Seine Karriere war die steilste unter den Politikern der europäischen Nachkriegsgeschichte, er wandelte Spanien von der Diktatur zur Demokratie. Jetzt aber stürzte Adolfo Suarez.
aus DER SPIEGEL 6/1981

Es war wie bei Francos Ende: Kurz nachdem sich der Rücktritt von Ministerpräsident Adolfo Suarez am letzten Donnerstag abend herumgesprochen hatte, zeigte sich die Überraschung schon auf der Straße. Madrid war plötzlich wie ausgestorben, in den Vororten der Hauptstadt patrouillierten die Militärs.

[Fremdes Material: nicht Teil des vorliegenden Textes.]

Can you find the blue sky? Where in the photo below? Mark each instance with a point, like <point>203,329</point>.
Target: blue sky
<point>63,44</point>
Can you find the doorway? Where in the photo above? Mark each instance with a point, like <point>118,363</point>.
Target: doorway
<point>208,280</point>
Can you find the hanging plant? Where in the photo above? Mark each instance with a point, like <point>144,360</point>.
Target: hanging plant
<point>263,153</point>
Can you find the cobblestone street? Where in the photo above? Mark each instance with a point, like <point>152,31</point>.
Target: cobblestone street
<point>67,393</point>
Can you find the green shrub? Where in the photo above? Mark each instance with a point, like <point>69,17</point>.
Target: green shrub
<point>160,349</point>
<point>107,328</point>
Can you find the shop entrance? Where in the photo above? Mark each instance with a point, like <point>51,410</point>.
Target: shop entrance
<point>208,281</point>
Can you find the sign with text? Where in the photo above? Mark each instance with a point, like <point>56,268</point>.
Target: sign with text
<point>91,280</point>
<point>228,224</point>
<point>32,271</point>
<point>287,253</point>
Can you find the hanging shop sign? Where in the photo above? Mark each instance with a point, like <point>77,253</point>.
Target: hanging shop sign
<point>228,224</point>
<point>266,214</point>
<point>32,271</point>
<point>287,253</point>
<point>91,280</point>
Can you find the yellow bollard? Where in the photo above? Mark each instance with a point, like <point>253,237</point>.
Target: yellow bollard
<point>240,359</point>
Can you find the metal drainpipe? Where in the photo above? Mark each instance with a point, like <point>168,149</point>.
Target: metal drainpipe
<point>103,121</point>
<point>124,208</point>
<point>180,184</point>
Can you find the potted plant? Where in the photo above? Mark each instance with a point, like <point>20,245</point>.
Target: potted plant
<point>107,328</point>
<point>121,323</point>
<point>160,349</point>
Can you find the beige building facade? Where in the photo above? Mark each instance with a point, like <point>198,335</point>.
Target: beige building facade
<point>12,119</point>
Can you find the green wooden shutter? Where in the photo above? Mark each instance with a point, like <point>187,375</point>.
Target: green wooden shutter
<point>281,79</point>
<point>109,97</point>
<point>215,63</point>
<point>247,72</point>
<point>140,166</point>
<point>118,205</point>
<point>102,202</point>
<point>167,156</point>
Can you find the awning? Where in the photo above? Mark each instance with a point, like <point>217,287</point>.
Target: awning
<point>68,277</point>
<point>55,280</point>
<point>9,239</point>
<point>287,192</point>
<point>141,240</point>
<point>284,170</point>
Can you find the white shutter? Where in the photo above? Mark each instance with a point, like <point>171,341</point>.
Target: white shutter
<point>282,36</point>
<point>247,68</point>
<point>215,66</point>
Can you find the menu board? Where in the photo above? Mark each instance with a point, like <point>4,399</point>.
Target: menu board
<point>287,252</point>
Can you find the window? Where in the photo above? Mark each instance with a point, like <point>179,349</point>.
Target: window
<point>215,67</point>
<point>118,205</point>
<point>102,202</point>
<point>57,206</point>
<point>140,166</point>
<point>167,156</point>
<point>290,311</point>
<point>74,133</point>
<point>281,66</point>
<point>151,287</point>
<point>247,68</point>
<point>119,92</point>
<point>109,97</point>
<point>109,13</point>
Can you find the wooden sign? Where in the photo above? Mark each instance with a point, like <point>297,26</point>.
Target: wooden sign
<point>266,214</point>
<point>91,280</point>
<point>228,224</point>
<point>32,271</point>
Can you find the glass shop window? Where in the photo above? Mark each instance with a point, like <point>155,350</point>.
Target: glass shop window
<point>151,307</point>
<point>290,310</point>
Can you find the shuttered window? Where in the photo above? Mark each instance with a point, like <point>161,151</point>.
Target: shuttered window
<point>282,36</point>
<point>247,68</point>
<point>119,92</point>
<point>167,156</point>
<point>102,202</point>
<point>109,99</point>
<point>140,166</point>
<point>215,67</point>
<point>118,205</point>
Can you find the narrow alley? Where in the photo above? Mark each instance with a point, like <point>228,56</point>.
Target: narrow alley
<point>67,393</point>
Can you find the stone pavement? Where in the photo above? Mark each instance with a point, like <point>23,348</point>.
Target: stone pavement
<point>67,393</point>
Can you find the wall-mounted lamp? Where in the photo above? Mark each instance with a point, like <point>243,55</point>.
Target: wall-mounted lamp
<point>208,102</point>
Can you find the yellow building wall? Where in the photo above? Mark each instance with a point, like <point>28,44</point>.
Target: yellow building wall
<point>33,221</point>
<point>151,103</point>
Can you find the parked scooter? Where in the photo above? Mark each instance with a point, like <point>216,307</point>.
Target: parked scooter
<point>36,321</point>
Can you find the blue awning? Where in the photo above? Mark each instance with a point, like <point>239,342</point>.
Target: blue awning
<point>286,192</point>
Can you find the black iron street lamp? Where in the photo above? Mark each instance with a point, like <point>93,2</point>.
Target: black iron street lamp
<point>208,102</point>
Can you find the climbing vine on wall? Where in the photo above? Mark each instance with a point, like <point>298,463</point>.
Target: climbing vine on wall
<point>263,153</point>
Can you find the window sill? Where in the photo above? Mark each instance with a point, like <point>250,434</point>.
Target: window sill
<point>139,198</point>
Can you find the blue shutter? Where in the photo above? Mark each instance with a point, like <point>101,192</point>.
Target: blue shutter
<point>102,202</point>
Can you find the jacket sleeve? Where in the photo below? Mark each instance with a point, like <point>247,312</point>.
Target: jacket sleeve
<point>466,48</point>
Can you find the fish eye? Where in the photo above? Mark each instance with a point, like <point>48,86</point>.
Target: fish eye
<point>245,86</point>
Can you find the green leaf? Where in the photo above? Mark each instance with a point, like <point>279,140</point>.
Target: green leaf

Mit einem so dramatischen Ausgang der seit Monaten untergründig schwelenden politischen Krise in Spanien hatte kaum jemand gerechnet, noch weniger mit einem so spektakulären Abtritt des Regierungschefs Adolfo Suarez, 48.

Doch für Überraschungen war Suarez schon immer gut. So unerwartet wie sein Rücktritt war schon sein Start zur steilsten und erfolgreichsten Karriere eines europäischen Politikers der Nachkriegszeit gewesen.

Als kleiner, unbekannter, dazu auch noch als franquistisch verschrieener Provinzpolitiker war er acht Monate nach dem Tod von Generalissimus Franco im Juni 1976 unter dem höhnischen Gelächter seiner Neider zu der historischen Aufgabe angetreten, die verhaßte Diktatur in eine Demokratie umzuformen.

»Welch ein Fehler, welch schrecklicher Fehler«, stöhnte damals der Historiker Ricardo de la Cierva, als Suarez Ministerpräsident wurde. »Das Licht geht aus«, hatte das linke Magazin »Cuadernos para el Dialogo« gefürchtet, das Licht nämlich, das dem schwachen Pflänzchen der Demokratie Kraft geben sollte.

Nur Suarez selbst und König Juan Carlos, der den langjährigen Freund gegen allen Widerstand als seinen Mann ausgewählt hatte, ließen sich durch solche Stimmen nicht beirren. Selbstbewußt lichtete Suarez das Dickicht der Diktatur.

Mit dem Verhandlungstalent eines orientalischen Kaufmanns, der Kaltblütigkeit eines Matadors und der gewitzten Schläue eines kastilischen Bauern trickste er die Anhänger der Franco-Diktatur so geschickt aus, daß er heute für sich in Anspruch nehmen kann, den hochschwierigen friedlichen Wandel einer Diktatur in eine Demokratie vollzogen zu haben.

Doch statt sich mit dieser geschichtlichen Großtat zu begnügen, suchte er neue Bestätigung. Inzwischen nämlich hatte er nach eigenen Worten »ein fast erotisches Verhältnis zur Macht« gefunden und war sogar »bereit, alles zu S.113 bezahlen, um diese Macht zu behalten«.

Bezahlen mußte er vorläufig noch nichts. Die Popularität des Reformers reichte aus für einen Wahlsieg der politischen Mitte, die er geschickt um sich scharte: die Union des Demokratischen Zentrums (UCD).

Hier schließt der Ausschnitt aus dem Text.